第三次一人暮らし戦争

見事に敗戦しました。

 

齢30にもなって、と思う人もいるかもしれないが、私は一人暮らしをしたことがない。

というのも母が「結婚するまで家から出さない」という昭和か明治の頑固親父のような主義の人で、それが母子家庭特有とはいえ深い愛情から来ているとわかっているので、出来るなら意思に添いたいと私も思っているからだ。

過去二回の一人暮らし戦争は、若い頃に自立への欲求が猛烈に高まったときのものだ。

ちなみにその日の内に敗戦している。

さて、ではなぜ今になって再び戦旗を掲げたのかといえば、姉の行動に堪りかねたからだ。

前回の記事で姉がクズを好きになったと書いたけれども、おそらくそのクズと一ヶ月程前くらいから付き合っている。

本人から申告はない。
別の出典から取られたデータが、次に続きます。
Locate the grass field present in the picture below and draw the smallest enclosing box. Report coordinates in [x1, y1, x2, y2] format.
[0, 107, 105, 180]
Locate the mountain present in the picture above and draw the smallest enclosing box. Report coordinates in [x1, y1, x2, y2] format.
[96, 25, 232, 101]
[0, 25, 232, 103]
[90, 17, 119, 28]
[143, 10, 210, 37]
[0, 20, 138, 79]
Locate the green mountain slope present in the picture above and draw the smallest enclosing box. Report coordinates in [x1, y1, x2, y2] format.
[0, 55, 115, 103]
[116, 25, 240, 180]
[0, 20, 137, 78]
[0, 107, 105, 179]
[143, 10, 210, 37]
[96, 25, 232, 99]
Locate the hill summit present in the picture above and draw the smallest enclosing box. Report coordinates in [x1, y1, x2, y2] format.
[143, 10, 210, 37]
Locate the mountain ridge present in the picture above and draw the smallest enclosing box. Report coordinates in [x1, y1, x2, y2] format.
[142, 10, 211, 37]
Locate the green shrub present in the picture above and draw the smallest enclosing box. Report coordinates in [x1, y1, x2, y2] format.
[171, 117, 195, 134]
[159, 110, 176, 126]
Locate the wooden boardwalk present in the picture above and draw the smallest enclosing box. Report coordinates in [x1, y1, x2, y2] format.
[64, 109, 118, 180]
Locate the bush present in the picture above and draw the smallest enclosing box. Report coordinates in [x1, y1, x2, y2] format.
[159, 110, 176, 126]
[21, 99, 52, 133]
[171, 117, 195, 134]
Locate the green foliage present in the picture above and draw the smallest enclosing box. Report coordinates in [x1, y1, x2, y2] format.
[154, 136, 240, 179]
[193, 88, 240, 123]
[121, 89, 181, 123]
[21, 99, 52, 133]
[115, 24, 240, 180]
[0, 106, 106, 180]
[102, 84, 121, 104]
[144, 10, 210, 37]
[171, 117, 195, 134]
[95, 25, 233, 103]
けれど家に上げられれば嫌でもわかる。

姉は家にそのクズ彼を呼ぶのに「ちょっと人が来る」と言うのだ。

「友達」でも「知り合い」でも「職場の人」でもなく、「人」。

姉は秘密主義のくせに、誤魔化すのが致命的に下手なのだ。あまりに下手すぎて、わざと周囲を困らせたり怒らせたりしたいのだろうか、とすら思う。

秘密主義は大いに結構だ。別に全てをつまびらかに話すようになんて要求していない。

でも隠すことで生じる不信感や意思疎通の滞りは、隠した当人が上手く避けるべきだろう。姉はそれをしない。出来ないのかは知らない。

で、だ。とにかく姉は関係性のわからない人間を家に上げる。もちろん何をしに来ているかも言わない。

そして、色々な要素がその人間=クズ彼だと示している。

しかも、ここが許せない最大の理由なのだが、「人が来るけど、その時間家に帰ってくる?」と母に訊くのだ。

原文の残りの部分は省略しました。